Злой человек — это прежде всего разнузданная тварь,
все его поступки проистекают из одержимости разрушения всего и вся. Вот почему
в индивидах такого рода нет ни внутренних барьеров, ни формы; а если в них
самих формы нет, как они могут придать ее чему бы то ни было? Значит, к
созиданию они не способны; значит, творчество им не дано. Злой человек обречен
на вечное «нет», он может только разрушать. Значит, сила его фактически
не действенная сила, а скорее давящее, тяжкое бремя, деспотия,
разрушительная мощь. Здесь-то и проявляется один негласный закон жизни: кто только
разрушает, разрушает в своем извечном неистовстве и себя!
Всякая же действенная сила есть сила органическая,
сила, сообразная природе, свободно следующая собственным, внутренним
целям. Злой человек — это нечто совершенно другое: он не свободен, он
пленник своих разнузданных духовных механизмов, он их раб. Он подобен туго
сжатой пружине, которая бьет только при раскрутке; или тому механическому
танцкавалеру, о котором рассказывает Гофман: внутренний механизм сломался, и
бедолага «затанцевал» свою даму до смерти... В таком свете «сила» представляет
собою не что иное, как истинное бессилие — полную неспособность к
творчеству, утрату действенной органической энергии; в целом — это катастрофа,
идущая навстречу своему концу. Лавина зла всегда кончает преисподней.
Если здесь и можно говорить о силе тяжести, то скорее не
как о символе силы, а о бессилии, о крушении, о скатывании к погибели.
На деле же получается так, что зло в действии не только быстро расточает свои
мнимые «силы», но и развенчивает свои слабости и выставляет
их в гнусном свете. Любое свершение зла обнажает его, демонстрирует его
лживость, действует на других пугающе, предупреждающе, отталкивающе. О
слабаках-попутчиках его сокрушаться не стоит: им уготована погибель, а вот
другие — просыпаются, начинают противиться, крепить свои ряды, давать отпор.
Злой человек может нанести чудовищный ущерб, но чем он заметнее, тем шире
раскрываются у людей глаза. Таким образом, зло работает на свою собственную изоляцию
и обессиливание, само копает могилу себе. Вот почему правильнее говорить
не о «силе» зла, а об опасности зла.
При этом не стоит забывать и о непреднамеренной услуге
зла: зло вторгается в рутину жизни, вызывает брожение, развязывает борьбу,
приносит людям беды и страданья, побуждает их, само того не желая, к
обновленному творческому пробуждению. В этом его услуга без духовности заслуг.
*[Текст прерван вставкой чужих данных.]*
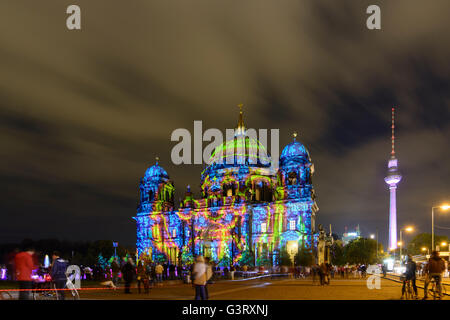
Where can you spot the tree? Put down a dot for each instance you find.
(423, 240)
(102, 261)
(303, 257)
(337, 252)
(263, 258)
(361, 251)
Ведь человечество время от времени нуждается в сильной встряске, опамятовании и
очищении; примерно в том, над чем размышлял Й. Эйхендорф:
Как тяжкий млат кует
булат,
Так рыхлый род
людской,
Испытанный
несчастьем и бедой
Прочней железа во
сто крат.
И пока на земле будет жив человек, до тех пор будут живы и люди
со злым зарядом. Разумеется, смотреть на этот заряд надо как на явно
опасный жизненный потенциал, с которым надо бороться. Но настоящая, творческая
сила таким зарядом не обладает никогда, поскольку между нравственно
добрым и органически здоровым, между свободой и творческой жизненной
силой существует родственная связь: единое дыхание Божие сказывается в них,
приводя их к единству. Истинная сила свойственна не злому, а доброму человеку. И
именно он призван победить; «победа» зла — лишь видимость, фальшивый глянец»...
Прошли с того вечера годы, но эти соображения о мнимой силе
зла так и не изгладились из моей памяти.